Holistic Counselling

Counselling

Anxiety in the Western World

According to the renowned neuropsychiatrist Boris Cyrulnik, and the two decades I have spent working with teenagers lead me to agree with him, the anxiety experienced in the Western world is increasing to such an extent that young people are displaying and expressing a greater desire to believe. When one considers that in the UK alone, in 2016/2017 Childline delivered 22,456 counselling sessions about suicide, with children as young as 10 calling; children needing mental health care have to endure waits of up to 18 months for treatment, putting them at risk of becoming even more ill, according to NHS bosses; suicide is at record level among students in UK universities; 94% of universities have experienced an increase in demand for counselling services in the past five years, with as many as 26% of students using or waiting to use counselling services in some universities; suicide among women in their early twenties is at its highest level in two decades; this desire cannot be overlooked or the need for holistic counselling denied.

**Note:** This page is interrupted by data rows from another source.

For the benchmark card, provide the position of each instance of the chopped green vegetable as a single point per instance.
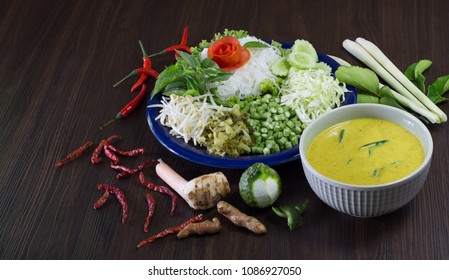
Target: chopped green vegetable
(275, 127)
(373, 144)
(341, 135)
(260, 185)
(292, 212)
(304, 46)
(280, 67)
(301, 60)
(227, 134)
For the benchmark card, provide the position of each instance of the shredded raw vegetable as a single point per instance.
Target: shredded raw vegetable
(311, 93)
(187, 115)
(207, 118)
(245, 81)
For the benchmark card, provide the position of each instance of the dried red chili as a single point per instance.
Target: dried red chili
(172, 230)
(75, 154)
(128, 108)
(95, 158)
(131, 153)
(111, 155)
(151, 207)
(180, 47)
(126, 171)
(160, 189)
(120, 197)
(102, 200)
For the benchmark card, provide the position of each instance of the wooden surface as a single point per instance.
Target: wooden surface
(58, 62)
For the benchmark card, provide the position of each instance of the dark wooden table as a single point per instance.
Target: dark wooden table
(58, 62)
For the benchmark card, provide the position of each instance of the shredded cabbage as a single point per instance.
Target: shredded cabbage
(188, 116)
(311, 93)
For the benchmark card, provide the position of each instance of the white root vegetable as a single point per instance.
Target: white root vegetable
(200, 193)
(378, 55)
(413, 103)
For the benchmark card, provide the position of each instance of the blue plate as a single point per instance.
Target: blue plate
(200, 155)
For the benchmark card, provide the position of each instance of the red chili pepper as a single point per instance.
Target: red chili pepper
(130, 153)
(128, 108)
(75, 154)
(151, 207)
(172, 230)
(102, 200)
(126, 171)
(110, 154)
(147, 65)
(147, 71)
(120, 197)
(180, 47)
(160, 189)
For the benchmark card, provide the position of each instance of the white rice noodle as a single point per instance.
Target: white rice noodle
(245, 80)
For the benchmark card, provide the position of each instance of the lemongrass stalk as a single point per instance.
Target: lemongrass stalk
(416, 107)
(361, 54)
(380, 57)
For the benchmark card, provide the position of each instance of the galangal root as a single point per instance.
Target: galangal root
(240, 219)
(206, 227)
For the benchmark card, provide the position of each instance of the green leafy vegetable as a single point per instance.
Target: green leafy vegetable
(415, 73)
(255, 44)
(189, 74)
(373, 144)
(292, 212)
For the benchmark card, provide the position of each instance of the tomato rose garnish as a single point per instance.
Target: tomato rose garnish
(228, 53)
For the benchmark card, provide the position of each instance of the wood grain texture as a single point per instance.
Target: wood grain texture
(58, 62)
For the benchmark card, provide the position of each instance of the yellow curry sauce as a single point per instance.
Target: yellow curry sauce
(366, 151)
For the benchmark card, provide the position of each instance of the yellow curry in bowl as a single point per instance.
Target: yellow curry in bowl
(365, 151)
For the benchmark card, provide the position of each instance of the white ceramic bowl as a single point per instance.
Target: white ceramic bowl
(374, 200)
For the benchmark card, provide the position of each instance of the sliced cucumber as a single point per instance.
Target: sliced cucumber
(301, 60)
(305, 46)
(323, 66)
(280, 67)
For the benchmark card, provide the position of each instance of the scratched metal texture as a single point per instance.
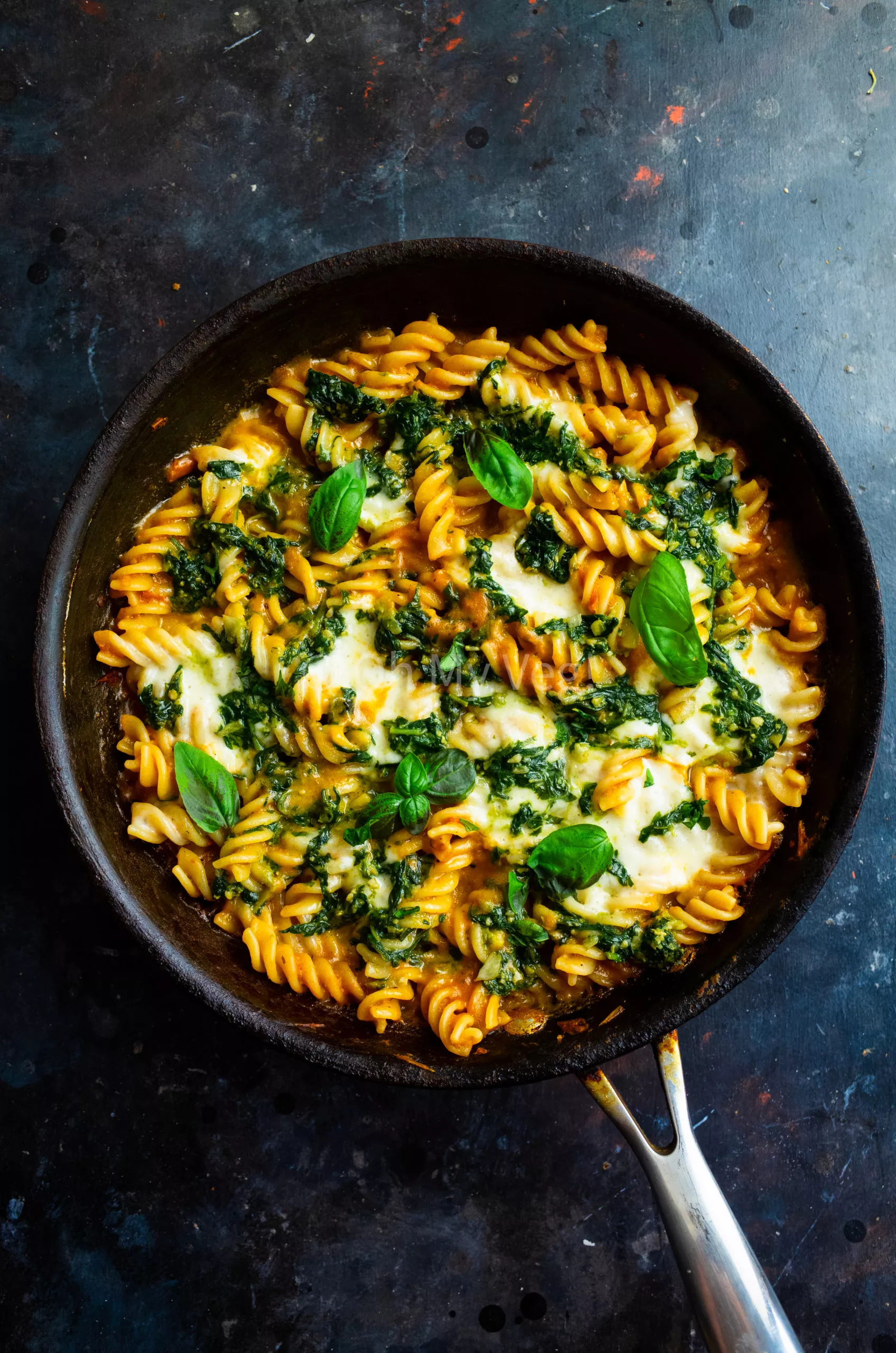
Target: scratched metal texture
(167, 1184)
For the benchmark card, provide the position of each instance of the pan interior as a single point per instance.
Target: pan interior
(225, 364)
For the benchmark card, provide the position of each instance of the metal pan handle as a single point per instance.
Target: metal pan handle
(733, 1299)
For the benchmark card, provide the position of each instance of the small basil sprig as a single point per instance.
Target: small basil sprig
(442, 779)
(662, 615)
(572, 858)
(336, 508)
(208, 789)
(499, 469)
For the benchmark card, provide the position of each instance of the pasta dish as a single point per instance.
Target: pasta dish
(465, 677)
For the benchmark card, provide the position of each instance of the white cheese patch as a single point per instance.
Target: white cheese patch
(206, 677)
(661, 864)
(764, 663)
(382, 693)
(381, 511)
(542, 597)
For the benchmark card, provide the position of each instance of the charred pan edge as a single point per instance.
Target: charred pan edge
(59, 578)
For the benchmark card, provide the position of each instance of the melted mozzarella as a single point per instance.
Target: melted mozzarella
(661, 864)
(379, 511)
(382, 693)
(206, 677)
(542, 597)
(764, 663)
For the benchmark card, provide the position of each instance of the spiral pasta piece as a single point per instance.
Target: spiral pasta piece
(620, 779)
(443, 1002)
(454, 373)
(270, 674)
(704, 911)
(155, 823)
(434, 497)
(193, 875)
(736, 813)
(559, 348)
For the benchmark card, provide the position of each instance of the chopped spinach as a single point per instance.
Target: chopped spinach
(249, 715)
(515, 965)
(481, 579)
(416, 735)
(619, 872)
(736, 712)
(404, 635)
(394, 934)
(415, 416)
(540, 547)
(263, 555)
(454, 707)
(384, 478)
(526, 820)
(340, 400)
(528, 767)
(688, 813)
(195, 578)
(163, 711)
(592, 718)
(533, 440)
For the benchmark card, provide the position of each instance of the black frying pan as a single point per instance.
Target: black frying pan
(470, 283)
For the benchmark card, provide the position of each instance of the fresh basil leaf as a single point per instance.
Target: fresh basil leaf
(451, 774)
(456, 654)
(573, 856)
(208, 789)
(662, 615)
(336, 508)
(375, 820)
(410, 777)
(415, 812)
(499, 469)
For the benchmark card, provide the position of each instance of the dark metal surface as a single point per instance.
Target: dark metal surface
(317, 309)
(170, 1183)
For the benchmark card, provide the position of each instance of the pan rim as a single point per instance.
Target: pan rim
(61, 567)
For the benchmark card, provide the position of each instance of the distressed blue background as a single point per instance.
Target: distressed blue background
(167, 1184)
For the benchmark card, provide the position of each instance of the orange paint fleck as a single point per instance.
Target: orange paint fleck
(643, 180)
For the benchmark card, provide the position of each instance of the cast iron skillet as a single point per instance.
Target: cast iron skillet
(470, 283)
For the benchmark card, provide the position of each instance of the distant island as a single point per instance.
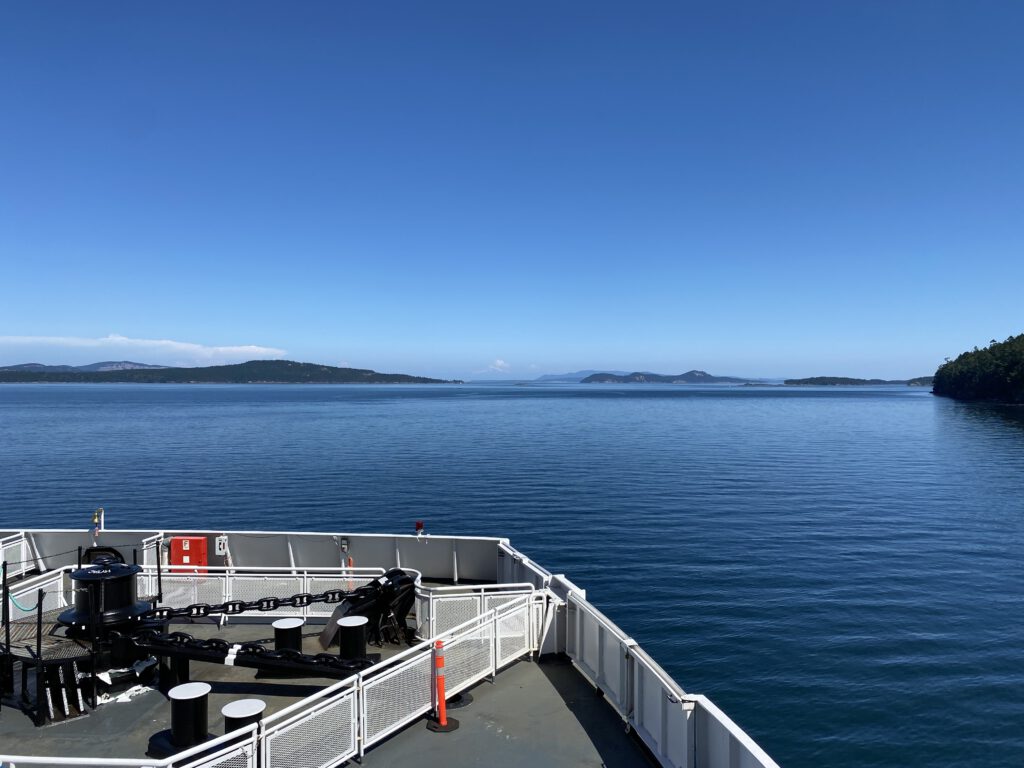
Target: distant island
(641, 377)
(573, 377)
(994, 374)
(845, 381)
(254, 372)
(39, 368)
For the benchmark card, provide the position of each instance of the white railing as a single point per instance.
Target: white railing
(14, 552)
(440, 608)
(345, 719)
(237, 750)
(514, 566)
(320, 730)
(24, 595)
(401, 689)
(681, 730)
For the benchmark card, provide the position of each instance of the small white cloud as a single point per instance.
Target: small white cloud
(162, 351)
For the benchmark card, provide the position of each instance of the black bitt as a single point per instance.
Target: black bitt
(352, 637)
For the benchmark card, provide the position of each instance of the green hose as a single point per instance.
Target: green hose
(22, 607)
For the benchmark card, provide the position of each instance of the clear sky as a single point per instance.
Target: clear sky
(509, 188)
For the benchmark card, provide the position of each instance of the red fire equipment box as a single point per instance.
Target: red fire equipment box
(188, 552)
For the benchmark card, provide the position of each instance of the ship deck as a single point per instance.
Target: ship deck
(534, 713)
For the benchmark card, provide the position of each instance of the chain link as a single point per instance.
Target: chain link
(180, 641)
(301, 600)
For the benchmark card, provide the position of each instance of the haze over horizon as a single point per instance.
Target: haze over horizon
(479, 190)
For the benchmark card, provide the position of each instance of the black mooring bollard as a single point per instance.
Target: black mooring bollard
(189, 712)
(352, 637)
(288, 634)
(242, 713)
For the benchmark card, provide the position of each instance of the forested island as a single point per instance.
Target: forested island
(254, 372)
(994, 374)
(639, 377)
(845, 381)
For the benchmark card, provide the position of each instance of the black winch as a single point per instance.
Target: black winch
(105, 598)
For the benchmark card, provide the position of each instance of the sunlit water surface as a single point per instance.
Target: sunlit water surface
(840, 569)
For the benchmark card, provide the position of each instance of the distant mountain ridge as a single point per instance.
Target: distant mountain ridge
(833, 381)
(643, 377)
(92, 367)
(253, 372)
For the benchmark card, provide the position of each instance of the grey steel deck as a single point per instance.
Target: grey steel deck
(535, 714)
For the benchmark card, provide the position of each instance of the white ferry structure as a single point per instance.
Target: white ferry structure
(292, 649)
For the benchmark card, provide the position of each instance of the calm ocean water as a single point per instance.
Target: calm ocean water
(842, 570)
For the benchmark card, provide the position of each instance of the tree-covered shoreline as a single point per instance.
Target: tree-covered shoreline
(993, 374)
(254, 372)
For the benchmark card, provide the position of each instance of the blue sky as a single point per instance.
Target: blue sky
(478, 188)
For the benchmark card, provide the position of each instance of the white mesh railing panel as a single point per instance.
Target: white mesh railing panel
(396, 697)
(469, 657)
(14, 553)
(498, 600)
(538, 625)
(513, 635)
(589, 653)
(422, 615)
(239, 757)
(326, 736)
(452, 610)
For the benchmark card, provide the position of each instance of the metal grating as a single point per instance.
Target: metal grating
(450, 611)
(397, 697)
(513, 635)
(469, 657)
(242, 757)
(314, 740)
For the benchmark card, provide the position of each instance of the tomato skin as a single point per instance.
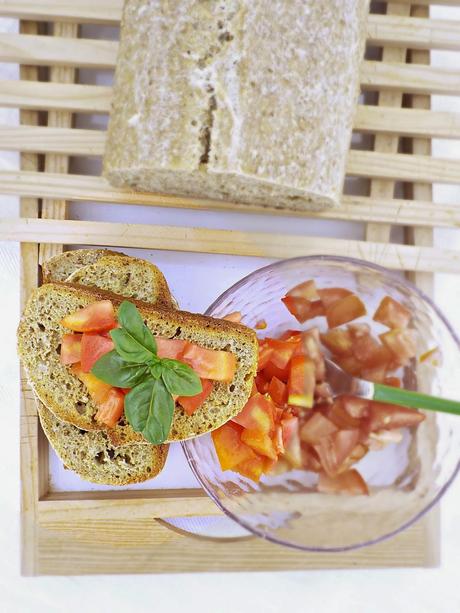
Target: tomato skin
(257, 414)
(277, 391)
(302, 380)
(306, 290)
(349, 482)
(210, 364)
(383, 416)
(93, 347)
(191, 403)
(329, 295)
(172, 348)
(392, 313)
(111, 409)
(231, 451)
(345, 310)
(303, 309)
(70, 349)
(96, 317)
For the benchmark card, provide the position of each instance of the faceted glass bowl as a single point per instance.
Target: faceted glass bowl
(405, 479)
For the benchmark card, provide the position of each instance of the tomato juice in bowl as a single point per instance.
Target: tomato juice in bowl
(405, 479)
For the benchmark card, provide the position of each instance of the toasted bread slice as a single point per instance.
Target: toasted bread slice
(61, 266)
(39, 338)
(95, 459)
(126, 276)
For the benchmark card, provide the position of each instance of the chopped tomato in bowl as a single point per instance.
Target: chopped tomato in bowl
(348, 472)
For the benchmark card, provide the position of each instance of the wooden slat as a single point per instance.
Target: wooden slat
(96, 98)
(228, 242)
(383, 30)
(103, 11)
(56, 209)
(396, 30)
(96, 189)
(387, 143)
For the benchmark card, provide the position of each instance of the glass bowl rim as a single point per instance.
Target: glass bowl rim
(372, 267)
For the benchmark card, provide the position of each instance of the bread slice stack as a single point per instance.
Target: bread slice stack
(119, 455)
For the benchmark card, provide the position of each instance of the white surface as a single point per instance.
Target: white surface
(409, 590)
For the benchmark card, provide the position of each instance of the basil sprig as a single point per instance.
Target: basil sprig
(134, 363)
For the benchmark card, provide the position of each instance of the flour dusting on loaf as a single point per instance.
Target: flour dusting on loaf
(241, 100)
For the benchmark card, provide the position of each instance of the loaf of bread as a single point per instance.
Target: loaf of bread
(243, 100)
(39, 337)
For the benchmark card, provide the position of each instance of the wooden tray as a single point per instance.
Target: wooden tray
(116, 532)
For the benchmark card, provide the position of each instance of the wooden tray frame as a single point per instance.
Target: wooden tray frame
(116, 532)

Once they have finally managed to access the provision, it seems that a high majority of the people I meet have experienced traditional counselling negatively, either as a short-term relief, a waste of time, or a money-making exercise for those opting for private care. They repeatedly describe feeling restricted in what they could talk about, finding it too rigid, impersonal, textbook like, and generally not suited to their individual needs. It is their view, and I share it, that for the process to be successful, the counsellor has to be able and willing to adapt to the needs and strengths of his clients, not the other way round, as seems to be commonly the case. When asked in an interview published in the newspaper Sud-Ouest on Sunday 19 November 2017, Ce Dieu Psychothérapeute (This Psychotherapist God), whether his patients ever talked to him about God, the neuropsychiatrist Boris Cyrulnik courageously acknowledged:

Of course they did. Many used to confide: “During difficult times, God helps me.” Yet there were no works done on the subject. During my training, my journey, nothing had prepared me to answer them. So, I guided them on the paths I was familiar with: family, culture, emotions.

Boris Cyrulnik
[…] I realised that I had only memorised what I was sensitive to, when these patients were talking to me about their encounter with God. And I thought to myself: it is not normal that six or seven billion human beings relate with their God, everyday, with rituals that make our cultures, and that there is no serious psychological thinking on the matter.